Por Jorge Sotero
La Habana.- Manuel Marrero, el primer ministro de Cuba es un hombre enfermo. El mal del poder lo agarró y no lo suelta. Es una enfermedad de larga data, que arrastra desde que era gerente de hoteles y corporaciones y que ha cargado con ella hasta nuestros días, hasta su puesto al frente del gobierno cubano, como hombre de confianza de Raúl Castro.
Marrero, como puede verse en la foto, tiene una barriga enorme. No me extraña, porque está enfermo de gula: tiene una obsesión permanente por comer y eso se ha traducido en libras y en una panza enorme, que debería abochornarlo en un país donde más del 95 por ciento de la población pasa hambre y dificultades sin límites para encontrar los alimentos, según una encuesta reciente de una entidad independiente encargada de velar por los derechos humanos en la isla.
El flamante primer ministro visita cada semana diferentes lugares del país. A veces pregunta sobre algo específico, o se interesa por los pormenores, pero su mente está en la comida, en la merienda posterior, en lo que tiene que probar. Y lo hace sin miramientos, sin medidas, como si hiciera mucho tiempo que no hubiera comido.
A veces, por cierto, llega a los lugares y lo primero que hace es ir a un baño, porque, dice, que algo le había caído mal a su estómago, cuando en realidad no es el “algo” sino la cantidad que comió previamente.
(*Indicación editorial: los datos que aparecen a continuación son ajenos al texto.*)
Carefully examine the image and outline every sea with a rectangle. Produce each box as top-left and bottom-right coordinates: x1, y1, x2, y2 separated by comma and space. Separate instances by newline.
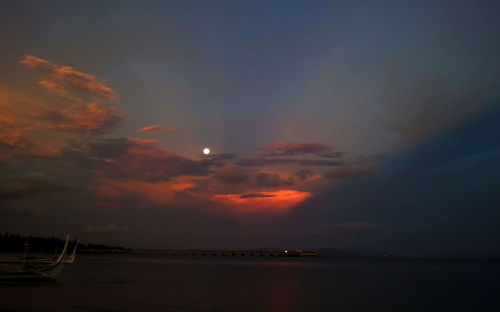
0, 255, 500, 312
Incluso, cuando viaja al exterior, lleva cocinero, pantrista y hasta repostero. Su séquito, tan numeroso como el del presidente Miguel Díaz-Canel, incluye hasta su barbero personal, la encargada de preparar su ropa, sin contar escoltas y la pareja de turno.
Esa es la vida que se da el primer ministro cubano, un barrigón, como casi todos los que dirigen en el país, que cree que mientras más pronunciada se vea la panza, más respeto y admiración inspirará en sus súbditos.
Y acá no voy a hablar de la vida de lujos de sus hijos, de su familia holguinera… porque la enfermedad de Marrero salpica a algunos de los que llevan su sangre. Este gordo es otro de los que tendrá que salir huyendo un día, o pagar por todo lo que ha hecho durante muchos años.